Making lard is simple. Lard is rendered pork fat. You can render it with a saucepan, and a little water, over low heat.There will be pieces of skin and meat bits. These will brown, but not cook down. When the liquid fat is golden, and no white chunks of fat remain, the lard is finished. Strain off the left over browned bits of skin or meat.
After washing a whole piece of fat with water, cut it into 2-3cm (1 inch) blocks.
Put the cut lumps of fat into the saucepan (do not use a wok, use a deep pot).
Add a small bowl of water to the pot and mix well with the fat (it depends on the amount of oil you need to refine, you don’t need to use a lot of water).
Use high heat to boil.
After bringing the water to a boil, reduce the heat to simmer.
Stir slightly to heat the oil evenly (no need to stir after being heated evenly).
When the remaining pieces of meat in the pot shrink into small yellow pieces, all water is boiled off, and the melted fat appears yellow in color, remove the pot from the heat.
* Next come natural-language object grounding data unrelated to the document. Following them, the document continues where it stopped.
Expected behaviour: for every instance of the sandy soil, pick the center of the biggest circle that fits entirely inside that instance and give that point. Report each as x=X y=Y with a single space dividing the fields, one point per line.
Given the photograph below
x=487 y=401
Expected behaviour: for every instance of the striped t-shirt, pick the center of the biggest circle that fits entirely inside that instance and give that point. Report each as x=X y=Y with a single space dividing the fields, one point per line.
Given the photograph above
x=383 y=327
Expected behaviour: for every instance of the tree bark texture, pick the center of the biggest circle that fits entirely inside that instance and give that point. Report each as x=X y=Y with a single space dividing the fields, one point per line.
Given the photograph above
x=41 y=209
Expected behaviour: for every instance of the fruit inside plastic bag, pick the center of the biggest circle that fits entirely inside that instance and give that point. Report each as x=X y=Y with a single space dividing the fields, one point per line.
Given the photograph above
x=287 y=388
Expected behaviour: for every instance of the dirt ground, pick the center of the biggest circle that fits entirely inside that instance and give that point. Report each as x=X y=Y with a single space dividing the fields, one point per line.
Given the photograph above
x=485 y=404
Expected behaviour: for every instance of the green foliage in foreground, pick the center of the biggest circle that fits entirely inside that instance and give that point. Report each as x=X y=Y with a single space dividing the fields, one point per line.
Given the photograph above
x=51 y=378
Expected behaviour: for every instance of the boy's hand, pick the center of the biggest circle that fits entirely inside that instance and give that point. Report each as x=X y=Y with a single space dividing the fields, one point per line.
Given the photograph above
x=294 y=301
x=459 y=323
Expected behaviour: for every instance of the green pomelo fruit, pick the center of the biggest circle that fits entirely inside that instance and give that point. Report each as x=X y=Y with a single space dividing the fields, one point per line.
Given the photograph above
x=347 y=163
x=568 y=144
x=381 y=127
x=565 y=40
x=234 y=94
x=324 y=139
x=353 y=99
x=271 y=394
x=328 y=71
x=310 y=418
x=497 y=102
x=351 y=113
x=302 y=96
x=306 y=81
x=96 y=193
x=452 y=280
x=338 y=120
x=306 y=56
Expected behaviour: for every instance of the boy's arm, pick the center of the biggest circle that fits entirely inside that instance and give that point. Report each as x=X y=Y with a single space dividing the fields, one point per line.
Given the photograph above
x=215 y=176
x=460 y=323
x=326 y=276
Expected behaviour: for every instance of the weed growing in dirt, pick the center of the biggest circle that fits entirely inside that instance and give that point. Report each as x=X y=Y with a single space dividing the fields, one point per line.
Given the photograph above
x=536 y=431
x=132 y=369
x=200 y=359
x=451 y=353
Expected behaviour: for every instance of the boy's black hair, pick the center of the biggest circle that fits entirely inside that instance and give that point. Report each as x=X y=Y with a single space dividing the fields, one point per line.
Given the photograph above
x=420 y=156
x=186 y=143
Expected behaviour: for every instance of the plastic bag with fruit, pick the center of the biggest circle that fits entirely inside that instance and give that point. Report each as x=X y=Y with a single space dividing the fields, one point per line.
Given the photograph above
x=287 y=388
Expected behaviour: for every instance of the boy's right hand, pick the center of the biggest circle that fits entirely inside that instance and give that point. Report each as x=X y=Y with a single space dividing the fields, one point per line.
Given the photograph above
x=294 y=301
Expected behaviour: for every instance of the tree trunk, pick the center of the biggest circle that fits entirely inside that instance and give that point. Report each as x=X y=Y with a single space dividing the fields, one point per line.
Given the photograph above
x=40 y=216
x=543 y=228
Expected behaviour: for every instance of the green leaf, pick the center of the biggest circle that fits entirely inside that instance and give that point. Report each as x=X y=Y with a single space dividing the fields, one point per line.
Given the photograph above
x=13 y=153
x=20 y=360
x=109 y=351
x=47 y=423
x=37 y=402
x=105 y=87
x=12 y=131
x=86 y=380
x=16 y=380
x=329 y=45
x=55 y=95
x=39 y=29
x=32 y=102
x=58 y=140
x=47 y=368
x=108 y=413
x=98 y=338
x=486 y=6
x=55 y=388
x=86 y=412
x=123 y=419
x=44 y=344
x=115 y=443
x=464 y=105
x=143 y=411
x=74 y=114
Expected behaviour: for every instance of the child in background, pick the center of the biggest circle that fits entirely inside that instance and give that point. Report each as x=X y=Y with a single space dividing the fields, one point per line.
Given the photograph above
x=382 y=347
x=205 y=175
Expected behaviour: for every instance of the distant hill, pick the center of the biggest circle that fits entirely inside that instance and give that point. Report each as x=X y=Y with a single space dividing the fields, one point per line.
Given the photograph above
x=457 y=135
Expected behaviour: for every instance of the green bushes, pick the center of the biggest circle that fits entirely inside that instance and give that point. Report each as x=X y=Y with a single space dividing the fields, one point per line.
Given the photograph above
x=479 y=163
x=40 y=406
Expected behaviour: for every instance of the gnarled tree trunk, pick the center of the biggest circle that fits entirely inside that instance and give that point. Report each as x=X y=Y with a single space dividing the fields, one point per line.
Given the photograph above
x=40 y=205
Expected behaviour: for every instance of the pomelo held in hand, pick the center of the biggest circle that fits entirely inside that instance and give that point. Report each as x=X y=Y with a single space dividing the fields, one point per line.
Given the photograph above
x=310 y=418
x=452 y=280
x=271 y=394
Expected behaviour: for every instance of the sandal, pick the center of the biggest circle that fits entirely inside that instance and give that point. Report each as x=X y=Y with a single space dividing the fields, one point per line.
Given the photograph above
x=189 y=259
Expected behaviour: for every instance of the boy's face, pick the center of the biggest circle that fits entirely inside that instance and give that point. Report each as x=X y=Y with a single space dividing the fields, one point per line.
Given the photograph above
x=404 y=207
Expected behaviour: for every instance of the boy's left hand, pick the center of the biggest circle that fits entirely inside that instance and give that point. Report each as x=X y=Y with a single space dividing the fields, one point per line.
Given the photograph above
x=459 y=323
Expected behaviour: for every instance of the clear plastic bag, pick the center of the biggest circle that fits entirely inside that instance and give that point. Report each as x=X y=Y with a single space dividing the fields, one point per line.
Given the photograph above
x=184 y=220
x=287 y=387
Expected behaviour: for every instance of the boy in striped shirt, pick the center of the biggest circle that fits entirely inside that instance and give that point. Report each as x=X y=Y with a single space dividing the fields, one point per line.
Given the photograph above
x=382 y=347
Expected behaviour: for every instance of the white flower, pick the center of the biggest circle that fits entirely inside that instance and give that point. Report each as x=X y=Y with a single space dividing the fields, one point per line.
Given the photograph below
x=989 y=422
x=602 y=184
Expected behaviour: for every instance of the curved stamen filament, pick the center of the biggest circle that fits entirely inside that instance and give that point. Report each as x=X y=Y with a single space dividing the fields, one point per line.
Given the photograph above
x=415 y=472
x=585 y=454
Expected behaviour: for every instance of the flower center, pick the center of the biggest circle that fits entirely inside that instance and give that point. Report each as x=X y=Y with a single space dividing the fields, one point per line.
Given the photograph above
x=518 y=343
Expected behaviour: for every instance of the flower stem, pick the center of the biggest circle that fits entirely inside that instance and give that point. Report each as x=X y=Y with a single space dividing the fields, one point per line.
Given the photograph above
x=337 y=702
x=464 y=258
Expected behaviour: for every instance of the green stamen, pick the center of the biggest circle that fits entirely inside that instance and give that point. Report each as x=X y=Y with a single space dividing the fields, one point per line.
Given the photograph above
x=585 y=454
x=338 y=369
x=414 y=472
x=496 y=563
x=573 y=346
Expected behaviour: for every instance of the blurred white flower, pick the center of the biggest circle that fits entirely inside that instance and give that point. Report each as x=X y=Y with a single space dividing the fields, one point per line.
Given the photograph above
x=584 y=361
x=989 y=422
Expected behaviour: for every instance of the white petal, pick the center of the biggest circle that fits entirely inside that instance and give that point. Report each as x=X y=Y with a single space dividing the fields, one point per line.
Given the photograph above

Be careful not to overcook (do not let it smoke). Be careful that the browned pieces do not burn on the bottom of the pan.
Use fine cheesecloth over a heat proof container to strain the hot liquid fat. Be careful, the fat is hot and will burn you.
Pour the hot oil into a storage container after cooling, and you are finished.
Notes
Water is added to prevent the meat from being burnt. The water will boil off while the fat cooks down. As the skin and meat pieces begin to brown, watch that they do not burn.
Hot oil may spill out of the pot during the lard cooking process, be careful.
If the fat has skin (or rind) attached, you must separate the pig skin from the fat: frying the skin in the oil will make it pop and sizzle, splashing hot lard!
The rendered oil will be very hot, and it can stick to skin causing burns, let the oil cool before pouring it into the storage container!